Limitations of Reagan Doctrine
• But Reagan pursued this doctrine selectively.
Apart from Afghanistan, which was a bipartisan
affair, Reagan tried to roll back Communism only
in Nicaragua, and to a limited degree in Angola,
where Cuban troops were trying to impose
Marxist rule.
• Apart from these examples, Reagan usually
followed State Department guidance in dealing
with most world trouble spots and continued
policies that were already in place.
Foreign News and Events
Margaret Thatcher
• Prime Minister of the United Kingdom from
1979 to 1990, and the Leader of the
Conservative Party from 1975 to 1990.
• Thatcherism claims to promote low inflation,
the small state, and free markets through tight
control of the money supply, privatization and
constraints on the labor movement.
• It is often compared with Reaganomics in the
United States
• The Thatcher-Reagan
partnership outstripping
all but the prototype
Roosevelt-Churchill duo
in its warmth and
importance.
• Thatcher was one of the first Western leaders to
respond warmly to reformist Soviet leader Mikhail
Gorbachev.
• Following Reagan–Gorbachev summit meetings and
reforms enacted by Gorbachev in the USSR, she
declared in November 1988 that "We're not in a Cold
War now", but rather in a "new relationship much
wider than the Cold War ever was".
• She went on a state visit to the Soviet Union in 1984
and met with Gorbachev and Nikolai Ryzhkov, the
Chairman of the Council of Ministers.
Second Term Soviet Relations
• Wanted to continue his policy
of communist containment.
• He was particularly
concerned about Afghanistan,
where the brutal Soviet
invasion and occupation
killed an estimated one
million people and made
another five million refugees.
• Many accounts of this turn in the U.S-Soviet
relationship would assert that Reagan changed
his approach to the Soviet Union during his
second presidential term.
• Reagan did not see it that way.

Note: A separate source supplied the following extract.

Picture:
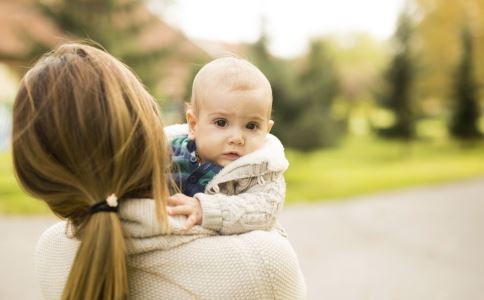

He believed his
policies were of a piece and was convinced that
the U.S. military buildup would inevitably lead to
negotiations in which the Soviets would see that
nuclear arms reductions were to the mutual
benefit of both sides.
Mikhail Gorbachev
• Mikhail Gorbachev recognized that the Soviet
economy could not survive without serious
reforms.
• He also hoped for better superpower relations.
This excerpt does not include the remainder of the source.